Ninguém pode negar que se trata aí de um enorme progresso: que a humanidade veja afastar-se o espectro da fome e dos conflitos engendrados pela escassez dos bens materiais não é certamente alguma coisa de negativo. Mas assim como toda medalha tem o seu reverso, todo progresso comporta uma contrapartida: um prego expulsa outro, diz o velho provérbio. Não somente a atividade técnica e econômica do homem moderno provocou uma série de “recaídas” cujos efeitos nefastos começamos a medir, mas sua expansão sem medida, privada de qualquer subordinação a fins superiores, está em vias de desmantelar o homem e amputá-lo de sua natureza propriamente inteligente e voluntária. A humanidade evolui para o “perfeito e definitivo formigueiro” que o gênio de Valery previa. Pela primeira vez em sua história, a economia, comandada por uma técnica que quer bastar-se a si mesma e ser o seu próprio fim, volta-se pelo avesso: em vez de produzir para consumir, o homem moderno está adstrito a produzir por produzir. Na economia atual, o pleno emprego e a expansão econômica contínua são considerados como objetivos essenciais, que é absolutamente necessário perseguir e atingir sob pena de desgraça. O produto nacional bruto em crescimento ininterrupto se torna o critério absoluto da saúde das nações e dos trabalhadores que são seus membros. Ora, é claro que não se pode empregar mais pessoas e aumentar cada ano a produção nacional (e internacional) a não ser se se consome mais os bens assim produzidos em excesso por produtores em excesso. A finalidade normal da economia está assim invertida. O homem deve consumir a fim de trabalhar.

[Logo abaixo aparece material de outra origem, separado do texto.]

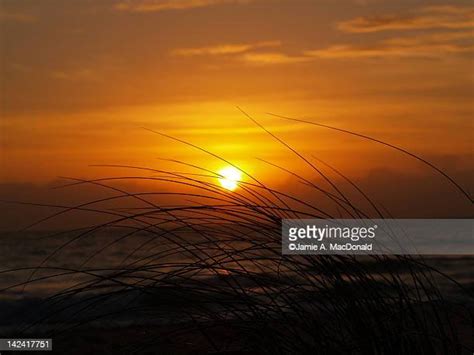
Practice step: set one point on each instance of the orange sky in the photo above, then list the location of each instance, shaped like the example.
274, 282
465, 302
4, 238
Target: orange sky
79, 80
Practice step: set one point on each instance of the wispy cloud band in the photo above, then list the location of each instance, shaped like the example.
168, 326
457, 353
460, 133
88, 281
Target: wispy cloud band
164, 5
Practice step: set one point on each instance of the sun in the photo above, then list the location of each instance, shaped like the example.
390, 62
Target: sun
230, 177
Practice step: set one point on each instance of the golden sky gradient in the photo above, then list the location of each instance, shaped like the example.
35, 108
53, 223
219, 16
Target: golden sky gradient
79, 80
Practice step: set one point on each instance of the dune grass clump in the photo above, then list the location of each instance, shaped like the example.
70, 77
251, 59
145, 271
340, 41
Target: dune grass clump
204, 273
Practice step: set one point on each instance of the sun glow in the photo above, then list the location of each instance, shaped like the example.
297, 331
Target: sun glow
230, 177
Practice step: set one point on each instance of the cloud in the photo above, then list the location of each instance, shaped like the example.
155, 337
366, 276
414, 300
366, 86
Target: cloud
75, 75
385, 49
448, 17
273, 58
164, 5
224, 49
7, 16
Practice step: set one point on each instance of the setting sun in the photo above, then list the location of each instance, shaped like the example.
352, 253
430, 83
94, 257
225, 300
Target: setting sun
230, 177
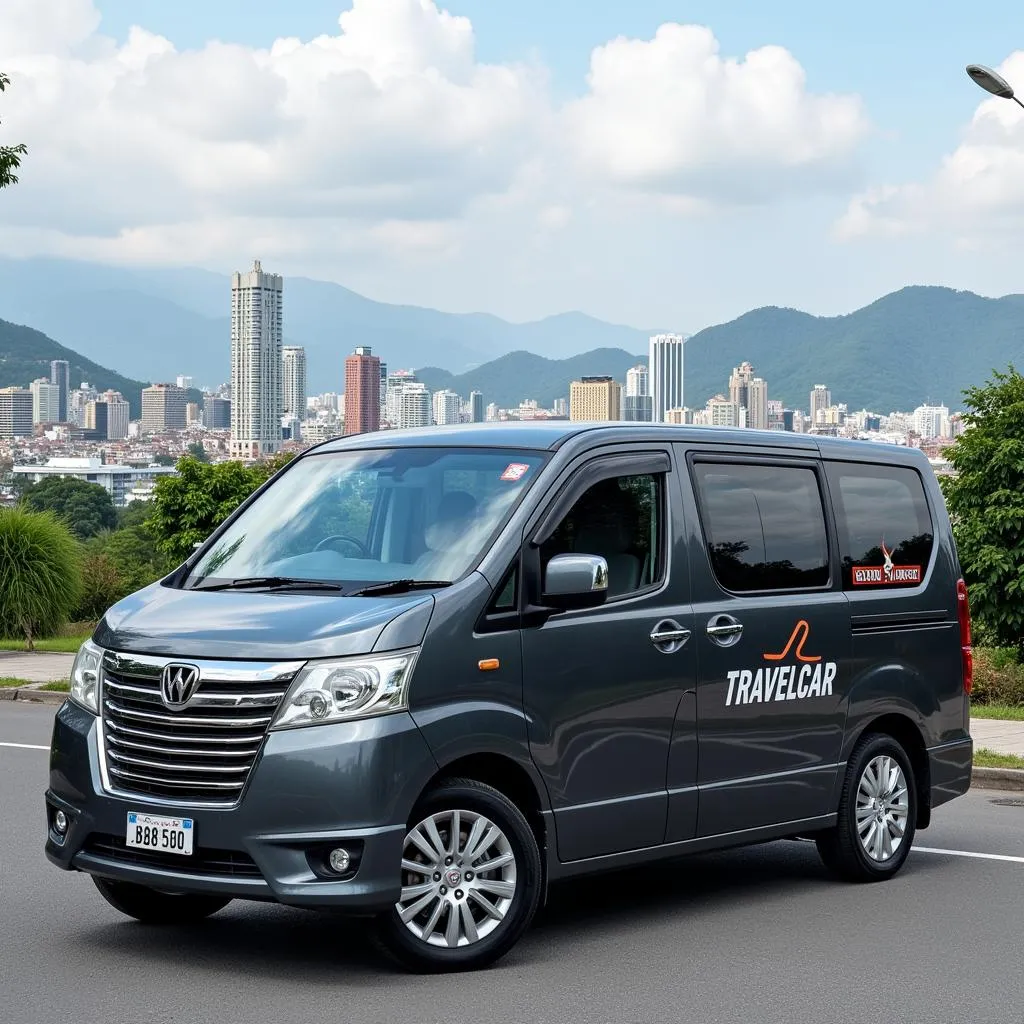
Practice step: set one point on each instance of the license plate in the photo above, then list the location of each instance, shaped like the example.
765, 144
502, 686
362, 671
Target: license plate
146, 832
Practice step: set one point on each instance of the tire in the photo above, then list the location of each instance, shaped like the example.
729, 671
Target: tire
154, 907
452, 911
876, 851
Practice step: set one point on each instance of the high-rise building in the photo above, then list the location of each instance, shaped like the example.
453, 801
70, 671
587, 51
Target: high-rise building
256, 365
666, 368
216, 413
60, 376
414, 406
757, 403
820, 400
363, 392
448, 408
45, 401
163, 409
15, 412
594, 398
294, 375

Sob nossos olhos surge uma sociedade chamada sociedade de consumo, que é na realidade, a conseqüência necessária de uma economia centrada essencialmente sobre os produtores, qualquer que seja o nível em que eles se situem. Nessa sociedade os consumidores são tratados como vacas gordas em período de prosperidade e como vacas magras em períodos de penúria. As necessidades dos consumidores se acham dessa forma subordinadas, senão sacrificadas, às necessidades dos produtores.
O divórcio das atividades técnico-econômicas com as atividades morais e especulativas do homem, a inversão da finalidade da técnica e da economia que esse divórcio provocou não acabou de perturbar o planeta. Não é exagerado pretender que a revolução permanente na qual a humanidade se mortifica ou, mais exatamente, a desordem em que ela está estabelecida e suas inumeráveis seqüelas em todos os domínios provêm dessa causa primeira, muito raramente percebida, mais raramente ainda analisada.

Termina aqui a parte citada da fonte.